I love frosting cakes with chocolate ganache – it’s rich and delicious, spreads smoothly onto a cake, and is ridiculously easy to make! When it sets it’s firm so it’s a good option to apply before covering a cake with fondant.
To use ganache as frosting, the quantities of chocolate and cream are equal but you can change with the consistency of the ganache to get different results, for example to decorate a cake with a drip, make chocolate truffles, or even glaze doughnuts! I have a detailed tutorial on different ways to make and use ganache here.
You can use any kind of chocolate for your ganache but you might have to adjust the recipe – the recipe below is for dark or semi-sweet chocolate, which has a ratio of 1 part chocolate to 1 part cream. For white chocolate you’ll need a ratio of 3 parts chocolate to 1 part cream, for example 300g white chocolate and 100g cream.
Makes enough ganache to frost an 8″ cake
500ml of heavy cream (about 2 cups)
500g (about 3 cups) of semi-sweet or dark chocolate chips or in bar form
1. In a small saucepan over medium-low heat, heat cream until bubbles form around the sides of the pan. Do not let cream simmer or boil.
2. Meanwhile, if you’re using a bar of chocolate rather than chocolate chips, chop chocolate into equal sized pieces no bigger than 1 inch.
3. Remove cream from heat and add chocolate, using a spoon or spatula to move it around so that it is completely covered by the cream. Leave for 5 minutes.

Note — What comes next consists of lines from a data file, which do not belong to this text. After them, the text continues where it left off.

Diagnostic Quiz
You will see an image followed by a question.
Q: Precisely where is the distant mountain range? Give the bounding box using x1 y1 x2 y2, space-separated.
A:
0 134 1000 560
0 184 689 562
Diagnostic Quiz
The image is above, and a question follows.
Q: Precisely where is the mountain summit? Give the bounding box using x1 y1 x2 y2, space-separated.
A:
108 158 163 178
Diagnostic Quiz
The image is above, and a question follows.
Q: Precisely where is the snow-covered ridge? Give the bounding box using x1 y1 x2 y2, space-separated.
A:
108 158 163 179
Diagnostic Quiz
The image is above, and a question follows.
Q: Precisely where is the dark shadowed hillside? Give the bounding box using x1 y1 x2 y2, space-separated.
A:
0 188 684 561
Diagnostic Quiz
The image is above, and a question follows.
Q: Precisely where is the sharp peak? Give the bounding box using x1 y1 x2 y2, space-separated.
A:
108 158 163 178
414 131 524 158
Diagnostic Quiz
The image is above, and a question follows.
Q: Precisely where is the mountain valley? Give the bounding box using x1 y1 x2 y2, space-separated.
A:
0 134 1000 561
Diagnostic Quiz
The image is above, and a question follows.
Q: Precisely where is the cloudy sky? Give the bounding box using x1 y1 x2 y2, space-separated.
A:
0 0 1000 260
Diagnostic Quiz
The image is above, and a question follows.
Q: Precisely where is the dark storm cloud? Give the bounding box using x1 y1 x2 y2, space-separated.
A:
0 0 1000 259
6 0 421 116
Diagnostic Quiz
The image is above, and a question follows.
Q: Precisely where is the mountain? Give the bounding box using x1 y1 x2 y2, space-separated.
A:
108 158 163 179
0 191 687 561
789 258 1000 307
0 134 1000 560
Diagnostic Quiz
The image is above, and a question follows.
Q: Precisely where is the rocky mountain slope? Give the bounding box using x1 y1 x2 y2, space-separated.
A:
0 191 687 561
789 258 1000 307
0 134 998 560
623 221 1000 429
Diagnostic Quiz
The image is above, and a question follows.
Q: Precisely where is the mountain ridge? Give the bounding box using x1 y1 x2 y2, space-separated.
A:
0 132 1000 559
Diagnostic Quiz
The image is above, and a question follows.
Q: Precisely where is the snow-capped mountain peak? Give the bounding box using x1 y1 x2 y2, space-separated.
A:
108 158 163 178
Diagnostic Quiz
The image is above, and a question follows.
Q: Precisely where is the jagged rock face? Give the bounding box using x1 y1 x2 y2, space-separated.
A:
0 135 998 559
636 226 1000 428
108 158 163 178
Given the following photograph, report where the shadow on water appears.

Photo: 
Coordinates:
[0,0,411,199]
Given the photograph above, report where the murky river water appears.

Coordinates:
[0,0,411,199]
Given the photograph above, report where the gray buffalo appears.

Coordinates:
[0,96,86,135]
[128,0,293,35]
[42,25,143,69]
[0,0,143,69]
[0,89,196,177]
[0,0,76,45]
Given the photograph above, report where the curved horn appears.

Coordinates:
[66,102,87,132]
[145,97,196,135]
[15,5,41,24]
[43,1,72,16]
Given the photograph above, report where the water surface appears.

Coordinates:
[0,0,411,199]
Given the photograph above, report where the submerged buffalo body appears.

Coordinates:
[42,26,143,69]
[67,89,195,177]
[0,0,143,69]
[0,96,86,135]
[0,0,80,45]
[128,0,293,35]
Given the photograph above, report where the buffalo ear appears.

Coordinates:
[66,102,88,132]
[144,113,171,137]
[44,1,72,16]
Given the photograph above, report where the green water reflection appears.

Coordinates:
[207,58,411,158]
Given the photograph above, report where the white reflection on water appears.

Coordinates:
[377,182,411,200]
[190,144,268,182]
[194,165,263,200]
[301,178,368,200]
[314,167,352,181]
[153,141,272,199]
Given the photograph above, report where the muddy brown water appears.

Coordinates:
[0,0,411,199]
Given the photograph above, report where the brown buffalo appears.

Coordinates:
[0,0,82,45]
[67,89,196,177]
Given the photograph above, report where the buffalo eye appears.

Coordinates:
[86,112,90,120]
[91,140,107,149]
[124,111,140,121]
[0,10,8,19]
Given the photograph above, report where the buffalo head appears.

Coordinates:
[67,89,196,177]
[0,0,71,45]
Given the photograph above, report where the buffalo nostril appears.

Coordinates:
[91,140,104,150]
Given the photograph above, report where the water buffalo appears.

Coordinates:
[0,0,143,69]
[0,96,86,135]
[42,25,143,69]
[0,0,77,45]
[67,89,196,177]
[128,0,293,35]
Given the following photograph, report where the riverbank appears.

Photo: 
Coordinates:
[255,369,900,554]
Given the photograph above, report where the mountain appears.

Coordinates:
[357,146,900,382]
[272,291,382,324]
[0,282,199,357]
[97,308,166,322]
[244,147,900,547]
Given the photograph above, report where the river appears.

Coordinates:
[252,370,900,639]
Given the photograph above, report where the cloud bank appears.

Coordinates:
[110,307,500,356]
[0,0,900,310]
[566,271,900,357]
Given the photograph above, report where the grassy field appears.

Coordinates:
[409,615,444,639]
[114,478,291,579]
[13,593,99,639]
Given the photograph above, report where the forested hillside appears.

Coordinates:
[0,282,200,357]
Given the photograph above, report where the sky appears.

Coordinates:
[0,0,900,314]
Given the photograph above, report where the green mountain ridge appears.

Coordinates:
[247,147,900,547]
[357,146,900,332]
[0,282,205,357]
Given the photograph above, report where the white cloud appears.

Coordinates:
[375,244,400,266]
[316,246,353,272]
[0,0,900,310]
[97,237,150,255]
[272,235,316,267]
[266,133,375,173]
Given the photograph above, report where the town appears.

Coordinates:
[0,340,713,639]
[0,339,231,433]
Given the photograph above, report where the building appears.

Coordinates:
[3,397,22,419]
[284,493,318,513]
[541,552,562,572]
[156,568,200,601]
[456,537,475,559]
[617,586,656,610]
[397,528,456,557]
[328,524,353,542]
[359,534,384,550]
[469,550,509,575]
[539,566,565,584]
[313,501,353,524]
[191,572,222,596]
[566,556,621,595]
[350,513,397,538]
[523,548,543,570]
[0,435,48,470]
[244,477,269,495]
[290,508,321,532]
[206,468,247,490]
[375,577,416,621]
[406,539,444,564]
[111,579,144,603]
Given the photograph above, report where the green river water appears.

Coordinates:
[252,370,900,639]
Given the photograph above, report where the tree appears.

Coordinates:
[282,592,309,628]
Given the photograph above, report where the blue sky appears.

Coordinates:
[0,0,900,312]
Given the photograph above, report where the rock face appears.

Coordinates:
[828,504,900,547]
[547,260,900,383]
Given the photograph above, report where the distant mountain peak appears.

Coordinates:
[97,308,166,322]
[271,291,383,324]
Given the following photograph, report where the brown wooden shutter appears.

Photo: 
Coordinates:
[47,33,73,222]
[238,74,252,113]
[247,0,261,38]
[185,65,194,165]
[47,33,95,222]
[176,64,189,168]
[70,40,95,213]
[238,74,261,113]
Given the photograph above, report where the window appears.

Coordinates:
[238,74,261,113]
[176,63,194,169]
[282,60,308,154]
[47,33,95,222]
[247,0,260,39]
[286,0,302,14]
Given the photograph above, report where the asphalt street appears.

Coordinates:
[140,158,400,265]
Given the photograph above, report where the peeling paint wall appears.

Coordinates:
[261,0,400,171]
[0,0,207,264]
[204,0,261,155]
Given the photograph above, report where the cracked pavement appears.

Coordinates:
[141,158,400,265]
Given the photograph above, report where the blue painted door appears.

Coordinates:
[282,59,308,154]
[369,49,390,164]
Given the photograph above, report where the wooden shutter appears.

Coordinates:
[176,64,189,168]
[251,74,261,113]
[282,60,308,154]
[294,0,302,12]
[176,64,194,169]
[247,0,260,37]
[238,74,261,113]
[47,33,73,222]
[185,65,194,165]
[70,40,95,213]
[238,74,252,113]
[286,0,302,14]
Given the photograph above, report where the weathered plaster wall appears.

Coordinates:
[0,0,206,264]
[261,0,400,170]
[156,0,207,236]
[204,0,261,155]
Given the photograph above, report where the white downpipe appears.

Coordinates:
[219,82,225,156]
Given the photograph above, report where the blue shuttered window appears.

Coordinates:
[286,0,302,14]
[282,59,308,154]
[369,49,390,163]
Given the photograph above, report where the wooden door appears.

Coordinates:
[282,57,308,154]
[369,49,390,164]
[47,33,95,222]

4. Stir the cream until all of the chocolate has melted and the mixture is thick and smooth.
5. Leave to cool for 2-3 hours at room temperature or speed up the process by putting it in the fridge, stirring every 15 minutes to prevent hard lumps of chocolate forming.
6. To make frosting, whisk room temperature ganache for about 2 minutes until it lightens in colour and has a consistency slightly thicker than whipped cream.
To store, refrigerate in an airtight container for up to 1 month.